How long does it take for my website to have an SSL certificate issued?
Please allow up to 1 hour for Fotomerchant's automated systems to issue an SSL certificate for your website.
Will SSL slow down my site?
You may notice a slight difference in site load time over HTTPS, as the secure connection takes time to authenticate the certificate and validate the site. In most cases, the difference is very minor.
I see a certificate error for my third-party domain, but my DNS settings are correct.
If you're seeing an error for your third-party domain, but you've already checked your records, we might not be able to issue a certificate because of a problem with your domain provider. To fix this, please contact our support team at email@example.com for assistance.
I’m using a third-party SSL provider for my site. Should I disable it?

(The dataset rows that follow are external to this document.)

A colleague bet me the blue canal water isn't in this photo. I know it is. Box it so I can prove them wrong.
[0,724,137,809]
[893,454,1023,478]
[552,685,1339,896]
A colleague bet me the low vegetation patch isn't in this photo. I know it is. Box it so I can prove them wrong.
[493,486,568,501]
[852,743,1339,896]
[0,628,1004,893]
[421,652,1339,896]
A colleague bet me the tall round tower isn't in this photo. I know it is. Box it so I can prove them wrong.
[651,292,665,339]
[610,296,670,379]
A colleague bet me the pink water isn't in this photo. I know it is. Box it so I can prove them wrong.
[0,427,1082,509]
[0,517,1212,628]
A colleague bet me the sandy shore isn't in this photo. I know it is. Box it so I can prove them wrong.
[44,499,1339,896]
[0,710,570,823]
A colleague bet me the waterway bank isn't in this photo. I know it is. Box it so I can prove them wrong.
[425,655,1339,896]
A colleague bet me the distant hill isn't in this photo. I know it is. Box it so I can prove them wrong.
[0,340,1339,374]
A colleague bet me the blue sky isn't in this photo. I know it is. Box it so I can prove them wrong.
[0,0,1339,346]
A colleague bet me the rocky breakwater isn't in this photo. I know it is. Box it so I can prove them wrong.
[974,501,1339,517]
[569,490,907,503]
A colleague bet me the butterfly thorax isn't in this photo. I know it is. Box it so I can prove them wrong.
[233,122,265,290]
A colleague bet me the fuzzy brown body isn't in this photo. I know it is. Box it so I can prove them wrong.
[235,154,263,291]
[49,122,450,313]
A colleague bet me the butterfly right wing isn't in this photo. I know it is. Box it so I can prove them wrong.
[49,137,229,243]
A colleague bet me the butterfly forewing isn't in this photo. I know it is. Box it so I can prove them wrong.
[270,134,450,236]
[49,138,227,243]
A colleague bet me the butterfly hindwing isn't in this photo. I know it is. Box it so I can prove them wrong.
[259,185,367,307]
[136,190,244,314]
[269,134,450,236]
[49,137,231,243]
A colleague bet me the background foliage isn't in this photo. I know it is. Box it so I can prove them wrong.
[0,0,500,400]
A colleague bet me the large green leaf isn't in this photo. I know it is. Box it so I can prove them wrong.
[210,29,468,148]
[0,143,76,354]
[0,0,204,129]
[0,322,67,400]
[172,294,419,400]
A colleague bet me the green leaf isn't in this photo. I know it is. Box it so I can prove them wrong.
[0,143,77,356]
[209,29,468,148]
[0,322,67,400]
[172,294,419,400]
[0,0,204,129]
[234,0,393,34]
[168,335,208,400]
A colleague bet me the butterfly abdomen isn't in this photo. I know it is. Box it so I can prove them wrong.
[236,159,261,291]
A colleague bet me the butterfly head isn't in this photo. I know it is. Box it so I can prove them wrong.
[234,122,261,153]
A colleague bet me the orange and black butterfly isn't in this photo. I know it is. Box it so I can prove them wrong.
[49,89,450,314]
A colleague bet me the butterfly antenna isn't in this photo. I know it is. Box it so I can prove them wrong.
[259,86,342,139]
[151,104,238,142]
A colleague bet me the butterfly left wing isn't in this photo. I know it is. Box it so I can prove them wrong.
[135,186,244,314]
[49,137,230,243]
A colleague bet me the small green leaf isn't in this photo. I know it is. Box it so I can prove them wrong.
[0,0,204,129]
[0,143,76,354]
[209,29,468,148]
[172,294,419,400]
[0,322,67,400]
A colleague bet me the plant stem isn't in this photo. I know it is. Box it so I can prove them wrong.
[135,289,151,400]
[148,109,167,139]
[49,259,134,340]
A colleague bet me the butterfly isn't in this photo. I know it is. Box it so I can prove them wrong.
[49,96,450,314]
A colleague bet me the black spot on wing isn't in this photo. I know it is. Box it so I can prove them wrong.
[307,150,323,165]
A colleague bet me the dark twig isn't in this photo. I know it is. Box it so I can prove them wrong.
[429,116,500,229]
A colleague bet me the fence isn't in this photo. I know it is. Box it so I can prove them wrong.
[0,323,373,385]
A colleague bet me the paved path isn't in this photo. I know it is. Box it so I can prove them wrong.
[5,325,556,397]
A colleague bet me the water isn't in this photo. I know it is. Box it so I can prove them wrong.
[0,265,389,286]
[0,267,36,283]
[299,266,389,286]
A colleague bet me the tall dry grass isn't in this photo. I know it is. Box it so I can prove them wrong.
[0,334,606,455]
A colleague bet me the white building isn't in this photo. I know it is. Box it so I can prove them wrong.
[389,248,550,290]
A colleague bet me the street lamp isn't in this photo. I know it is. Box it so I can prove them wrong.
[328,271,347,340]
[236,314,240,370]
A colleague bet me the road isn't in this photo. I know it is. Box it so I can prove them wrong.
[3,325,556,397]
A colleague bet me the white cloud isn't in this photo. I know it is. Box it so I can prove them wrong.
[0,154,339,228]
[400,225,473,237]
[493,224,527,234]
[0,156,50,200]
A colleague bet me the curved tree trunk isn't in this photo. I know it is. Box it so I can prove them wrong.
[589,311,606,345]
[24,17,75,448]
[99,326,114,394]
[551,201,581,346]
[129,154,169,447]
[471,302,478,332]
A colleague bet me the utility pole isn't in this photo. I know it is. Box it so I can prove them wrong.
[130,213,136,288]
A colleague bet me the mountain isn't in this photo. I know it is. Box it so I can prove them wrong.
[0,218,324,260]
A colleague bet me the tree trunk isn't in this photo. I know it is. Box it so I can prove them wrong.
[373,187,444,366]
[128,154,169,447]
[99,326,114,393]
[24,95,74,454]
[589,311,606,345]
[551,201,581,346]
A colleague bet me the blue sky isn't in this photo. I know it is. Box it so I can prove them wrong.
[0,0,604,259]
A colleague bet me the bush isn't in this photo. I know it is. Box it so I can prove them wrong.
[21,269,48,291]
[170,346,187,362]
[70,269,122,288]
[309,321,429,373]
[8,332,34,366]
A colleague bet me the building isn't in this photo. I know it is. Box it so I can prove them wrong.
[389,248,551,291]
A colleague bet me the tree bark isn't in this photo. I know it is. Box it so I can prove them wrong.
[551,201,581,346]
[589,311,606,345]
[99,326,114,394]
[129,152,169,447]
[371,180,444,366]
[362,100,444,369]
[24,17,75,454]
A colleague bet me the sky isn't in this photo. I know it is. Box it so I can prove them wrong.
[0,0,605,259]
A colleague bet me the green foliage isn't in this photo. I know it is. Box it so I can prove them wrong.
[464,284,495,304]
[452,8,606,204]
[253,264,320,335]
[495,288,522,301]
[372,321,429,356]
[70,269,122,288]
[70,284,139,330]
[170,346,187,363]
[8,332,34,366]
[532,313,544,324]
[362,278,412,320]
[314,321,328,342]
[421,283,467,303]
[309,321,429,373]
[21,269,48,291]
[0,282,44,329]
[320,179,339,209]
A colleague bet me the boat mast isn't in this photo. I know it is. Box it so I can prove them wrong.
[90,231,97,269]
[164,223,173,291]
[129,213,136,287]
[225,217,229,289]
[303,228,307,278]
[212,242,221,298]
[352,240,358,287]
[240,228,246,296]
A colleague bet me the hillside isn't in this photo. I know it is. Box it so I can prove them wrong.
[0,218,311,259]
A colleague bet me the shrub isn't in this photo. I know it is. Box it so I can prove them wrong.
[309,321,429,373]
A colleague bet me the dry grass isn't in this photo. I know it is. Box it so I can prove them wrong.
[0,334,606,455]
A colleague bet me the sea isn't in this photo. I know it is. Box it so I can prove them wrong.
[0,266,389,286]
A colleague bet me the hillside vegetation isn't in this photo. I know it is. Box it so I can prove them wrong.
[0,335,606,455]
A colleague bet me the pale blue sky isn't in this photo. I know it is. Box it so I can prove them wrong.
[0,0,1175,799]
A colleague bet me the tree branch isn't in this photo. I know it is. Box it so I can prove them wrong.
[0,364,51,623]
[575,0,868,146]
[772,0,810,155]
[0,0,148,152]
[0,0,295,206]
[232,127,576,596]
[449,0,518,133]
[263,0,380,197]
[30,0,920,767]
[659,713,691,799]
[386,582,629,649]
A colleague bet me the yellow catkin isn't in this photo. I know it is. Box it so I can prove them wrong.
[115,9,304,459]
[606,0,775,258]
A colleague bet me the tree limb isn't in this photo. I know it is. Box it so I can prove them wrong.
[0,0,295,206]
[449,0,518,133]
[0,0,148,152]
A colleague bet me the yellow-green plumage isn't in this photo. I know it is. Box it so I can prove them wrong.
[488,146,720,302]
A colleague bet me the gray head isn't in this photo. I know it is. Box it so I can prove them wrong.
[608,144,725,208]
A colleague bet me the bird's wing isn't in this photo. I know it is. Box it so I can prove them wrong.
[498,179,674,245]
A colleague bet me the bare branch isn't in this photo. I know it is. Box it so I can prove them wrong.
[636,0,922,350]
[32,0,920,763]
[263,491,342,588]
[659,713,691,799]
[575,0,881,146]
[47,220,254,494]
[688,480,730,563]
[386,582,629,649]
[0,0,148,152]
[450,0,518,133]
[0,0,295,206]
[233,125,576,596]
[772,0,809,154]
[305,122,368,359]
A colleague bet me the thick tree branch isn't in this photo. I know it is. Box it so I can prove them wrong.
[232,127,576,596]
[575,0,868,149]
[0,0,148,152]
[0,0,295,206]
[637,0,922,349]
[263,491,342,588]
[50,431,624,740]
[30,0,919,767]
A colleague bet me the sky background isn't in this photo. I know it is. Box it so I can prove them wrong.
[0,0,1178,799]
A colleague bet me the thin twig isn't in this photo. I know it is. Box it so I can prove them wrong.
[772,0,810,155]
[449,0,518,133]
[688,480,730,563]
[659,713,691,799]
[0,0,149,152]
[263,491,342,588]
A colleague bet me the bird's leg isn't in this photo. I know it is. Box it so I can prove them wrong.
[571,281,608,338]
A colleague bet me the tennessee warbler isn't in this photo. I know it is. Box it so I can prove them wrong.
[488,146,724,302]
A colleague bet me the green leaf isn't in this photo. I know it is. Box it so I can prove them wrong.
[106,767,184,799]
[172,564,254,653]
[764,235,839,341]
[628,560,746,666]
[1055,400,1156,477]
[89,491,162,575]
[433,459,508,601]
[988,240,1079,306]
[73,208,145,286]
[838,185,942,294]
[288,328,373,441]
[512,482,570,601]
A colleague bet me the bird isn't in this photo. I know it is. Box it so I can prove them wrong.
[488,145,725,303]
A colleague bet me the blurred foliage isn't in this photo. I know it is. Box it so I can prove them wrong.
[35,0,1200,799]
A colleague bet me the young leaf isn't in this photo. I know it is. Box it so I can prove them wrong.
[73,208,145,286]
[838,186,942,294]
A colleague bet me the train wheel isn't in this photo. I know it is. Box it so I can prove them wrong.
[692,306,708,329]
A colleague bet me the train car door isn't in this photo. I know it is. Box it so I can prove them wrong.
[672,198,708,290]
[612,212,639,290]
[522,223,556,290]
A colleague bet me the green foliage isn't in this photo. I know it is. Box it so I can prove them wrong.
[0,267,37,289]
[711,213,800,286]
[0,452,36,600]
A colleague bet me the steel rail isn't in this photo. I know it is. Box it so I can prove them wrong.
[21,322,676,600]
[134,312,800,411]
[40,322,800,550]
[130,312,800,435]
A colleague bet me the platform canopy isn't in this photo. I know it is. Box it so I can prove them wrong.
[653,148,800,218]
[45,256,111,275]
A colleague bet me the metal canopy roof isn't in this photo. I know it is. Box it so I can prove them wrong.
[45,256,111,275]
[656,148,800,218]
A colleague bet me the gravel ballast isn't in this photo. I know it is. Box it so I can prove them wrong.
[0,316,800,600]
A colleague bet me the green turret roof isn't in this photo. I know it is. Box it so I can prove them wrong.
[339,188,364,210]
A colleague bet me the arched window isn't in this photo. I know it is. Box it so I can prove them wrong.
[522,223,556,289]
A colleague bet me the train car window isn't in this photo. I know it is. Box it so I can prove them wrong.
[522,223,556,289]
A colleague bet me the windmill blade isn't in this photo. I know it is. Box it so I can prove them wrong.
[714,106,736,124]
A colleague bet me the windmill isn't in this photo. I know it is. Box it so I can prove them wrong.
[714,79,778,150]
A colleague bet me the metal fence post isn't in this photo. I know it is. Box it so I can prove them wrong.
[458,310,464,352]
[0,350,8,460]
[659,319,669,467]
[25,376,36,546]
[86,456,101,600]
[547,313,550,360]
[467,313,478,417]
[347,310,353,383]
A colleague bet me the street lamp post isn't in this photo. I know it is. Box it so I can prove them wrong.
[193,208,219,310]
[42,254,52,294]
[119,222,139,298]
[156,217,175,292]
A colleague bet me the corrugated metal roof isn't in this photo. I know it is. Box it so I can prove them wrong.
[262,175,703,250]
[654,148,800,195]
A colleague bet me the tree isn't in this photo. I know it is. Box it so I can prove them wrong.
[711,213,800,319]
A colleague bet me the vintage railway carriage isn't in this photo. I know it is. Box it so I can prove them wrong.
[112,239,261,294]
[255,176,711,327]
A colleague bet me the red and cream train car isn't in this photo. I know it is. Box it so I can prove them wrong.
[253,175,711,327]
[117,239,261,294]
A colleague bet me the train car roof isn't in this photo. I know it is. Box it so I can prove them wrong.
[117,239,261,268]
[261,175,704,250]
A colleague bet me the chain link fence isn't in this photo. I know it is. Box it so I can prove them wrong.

If you’re using an external provider for SSL, like CloudFlare, you can disable this and use Fotomerchant’s automatic SSL certificate for custom domains. However, note that Fotomerchant can’t generate a certificate for your domain until you point your domain to our servers. Your site’s existing HTTPS traffic will be unavailable while your DNS changes propagate and Fotomerchant generates the certificate. During this time, you may see a certificate error when visiting your domain.
Can I disable SSL?
No. It’s not possible to remove SSL certificates for your custom domains, as this keeps your site secure and ensures the best experience for your visitors.